Nous étions le 11 mars 1978, il devait être aux environs de 16h... J'avais 7 ans et je venais d'apprendre la mort de Claude François. En allumant la télé, en noir et blanc à l'époque, je visionnais les images de ce clip d'"Alexandrie Alexandra", son dernier succès. Quelques jours auparavant ma mère m'avait dit qu'elle ne m'achèterait sûrement pas le disque de cette chanson et puis elle avait ajouté que si Claude François continuait à chanter ce type de chansons "disco" ça ne marcherait plus pour lui... Ma mère est fan de Tino Rossi, ceci explique sans doute cela... Je ne comprenais pas trop car moi j'aimais bien "Magnolias for ever" et "Alexandrie"... Mais le conflit des générations, je ne connaissais pas encore ou du moins je n'en avais pas encore conscience. Et puis j'ai appris la mort de Claude. Lorsque ma mère me l'a annoncée, j'ai ressenti quelque chose d'étrange... comme si on m'arrachait une partie importante de moi-même. Pourtant, je ne savais pas que j'étais fan à ce moment là. Bon, j'avais dit que je me marierais avec ce chanteur lorsque j'avais 4 ans mais entre temps, j'étais passée à autre chose et j'avais même un gentil petit fiancé à l'école... Il était blond comme les blés, il avait de magnifiques yeux bleus et s'appelait Didier... Un jour, il avait eu un oeil au beurre noir à cause d'un "vilain" garçon qui l'avait frappé et moi, j'avais eu envie de le consoler après ça, de le protéger... Alors, Claude François n'était sans doute plus qu'un vague souvenir de jeunesse... Et pourtant, ce samedi 11 mars, ma vie a basculé. J'aurais voulu pleurer en apprenant sa tragique disparition mais, je trouvais ça ridicule... On ne pleure pas pour un chanteur qu'on n'a jamais connu... On a un peu de peine, voilà tout. Moi, j'en avais beaucoup, je crois, mais je me disais que personne ne comprendrait si je pleurais... Alors, j'ai simplement regardé défiler le clip d'Alexandrie en me disant que peut-être c'était pas vrai qu'il était mort... La mort, quand on a seulement 7 ans, ça ne veut pas dire grand chose... et puis, Claude on le voyait encore à la télé donc, il y avait encore un tout petit espoir, non ? Ma mère m'a dit qu'il s'était électrocuté... là encore pour moi ça ne signifiait pas grand chose. Elle m'a vaguement expliqué, j'ai dû vaguement comprendre mais je crois que je m'en fichais pas mal de savoir ça. Je le regardais danser sur "Alexandrie Alexandra" et je me disais "faut pas pleurer, surtout pas, jamais..."
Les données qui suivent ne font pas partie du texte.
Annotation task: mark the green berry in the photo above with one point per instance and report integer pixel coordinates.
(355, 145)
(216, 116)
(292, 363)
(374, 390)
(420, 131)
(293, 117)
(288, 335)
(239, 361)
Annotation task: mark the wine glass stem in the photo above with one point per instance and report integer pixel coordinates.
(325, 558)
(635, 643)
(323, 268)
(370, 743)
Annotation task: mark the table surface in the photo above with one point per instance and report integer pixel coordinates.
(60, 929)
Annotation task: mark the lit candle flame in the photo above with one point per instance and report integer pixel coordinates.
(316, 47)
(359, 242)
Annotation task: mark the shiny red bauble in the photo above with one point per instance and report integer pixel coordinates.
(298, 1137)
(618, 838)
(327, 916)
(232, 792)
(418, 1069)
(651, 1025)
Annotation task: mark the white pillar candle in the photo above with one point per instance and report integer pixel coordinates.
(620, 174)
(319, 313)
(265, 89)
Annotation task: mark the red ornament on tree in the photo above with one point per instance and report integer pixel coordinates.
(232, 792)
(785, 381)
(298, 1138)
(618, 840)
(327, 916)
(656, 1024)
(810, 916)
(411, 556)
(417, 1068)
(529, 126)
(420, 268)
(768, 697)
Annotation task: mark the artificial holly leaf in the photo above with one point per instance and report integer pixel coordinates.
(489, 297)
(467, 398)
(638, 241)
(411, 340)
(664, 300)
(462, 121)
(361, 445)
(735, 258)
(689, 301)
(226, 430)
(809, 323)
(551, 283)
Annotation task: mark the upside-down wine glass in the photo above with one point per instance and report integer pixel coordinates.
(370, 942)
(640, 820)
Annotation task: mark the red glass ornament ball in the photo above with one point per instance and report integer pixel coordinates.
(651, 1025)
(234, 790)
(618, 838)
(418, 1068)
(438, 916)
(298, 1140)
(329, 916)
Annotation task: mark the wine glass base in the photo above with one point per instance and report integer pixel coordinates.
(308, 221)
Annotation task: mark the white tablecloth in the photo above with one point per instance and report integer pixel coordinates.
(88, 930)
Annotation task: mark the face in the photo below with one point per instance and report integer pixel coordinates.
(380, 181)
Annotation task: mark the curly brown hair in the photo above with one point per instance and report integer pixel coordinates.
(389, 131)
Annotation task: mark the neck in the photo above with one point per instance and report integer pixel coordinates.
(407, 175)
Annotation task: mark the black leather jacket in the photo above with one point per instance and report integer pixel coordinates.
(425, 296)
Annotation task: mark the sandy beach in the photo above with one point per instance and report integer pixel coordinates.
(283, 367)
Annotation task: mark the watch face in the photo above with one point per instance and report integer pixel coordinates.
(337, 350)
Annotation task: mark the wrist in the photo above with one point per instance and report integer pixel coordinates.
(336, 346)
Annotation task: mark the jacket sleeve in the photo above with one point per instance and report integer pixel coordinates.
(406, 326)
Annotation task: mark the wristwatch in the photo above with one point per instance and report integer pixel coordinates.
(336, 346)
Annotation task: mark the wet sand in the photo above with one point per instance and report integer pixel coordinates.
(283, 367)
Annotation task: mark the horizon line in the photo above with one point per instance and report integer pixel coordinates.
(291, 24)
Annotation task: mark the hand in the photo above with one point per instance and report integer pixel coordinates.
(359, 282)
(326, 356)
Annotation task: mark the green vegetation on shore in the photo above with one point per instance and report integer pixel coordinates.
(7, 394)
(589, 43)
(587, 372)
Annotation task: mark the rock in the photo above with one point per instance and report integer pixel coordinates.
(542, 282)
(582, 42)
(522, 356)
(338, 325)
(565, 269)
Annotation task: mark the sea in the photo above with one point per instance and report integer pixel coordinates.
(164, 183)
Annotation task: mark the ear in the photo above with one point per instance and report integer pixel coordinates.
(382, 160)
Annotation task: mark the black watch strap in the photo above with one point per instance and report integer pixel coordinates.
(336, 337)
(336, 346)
Quelques jours plus tard, au moment des vacances de Pâques, à l'école nous faisions une petite fête avant de partir et la maîtresse, une remplaçante (parce que notre instit était malade depuis plusieurs mois) nous passait des chansons à la mode... Nous dansions comme des fous. Moi, à un moment j'ai entendu Alexandrie Alexandra et ça m'a fait de la peine... Claude François était mort et c'était sa dernière chanson... le clip me revenait en mémoire, mes sentiments aussi. Mais pourquoi tant de peine pour ce chanteur ? Je ne comprenais pas... Et soudain, la remplaçante est venue nous annoncer une nouvelle... Nous, on s'est dit qu'elle venait nous dire que notre instit allait revenir après les vacances... On l'espérait depuis tellement longtemps. Mais elle nous a dit non avec un drôle d'air... Et là, un élève s'est levé et a dit "Il est... mort ???" et là, elle a dit "Oui, il ne reviendra donc plus jamais." Quel choc ! Il était malade mais on nous avait toujours dit qu'il reviendrait. Et là, définitivement, comme Claude François, il ne reviendrait plus jamais. A 7 ans, on ne sait pas trop ce que veut dire "jamais", pas plus que "toujours" d'ailleurs, mais on sent dans ce "plus jamais" tellement de gravité, tellement de douleur, tellement d'implacable qu'on se dit que "plus jamais" on ne voudrait entendre ces mots... parce que savoir qu'on ne verra plus jamais tous ces gens qu'on aimait c'est intolérable et ça fait tellement mal...
Et puis après, des "plus jamais" il en arrive de plus en plus comme autant de coups de poignard qu'on encaisse encore et encore au point que parfois, comme la chanson de Balavoine j'aimerais "partir avant les miens" pour ne pas "hériter de leur flamme qui s'éteint". Souffrir ou faire souffrir, tu parles d'un choix ! Le temps qui passe nous fait comprendre de mieux en mieux la signification de l'expression "plus jamais" mais elle n'est pas plus acceptable pour autant. On la garde toujours en soi et les blessures qu'elle provoque ne se ferment jamais vraiment. Jamais.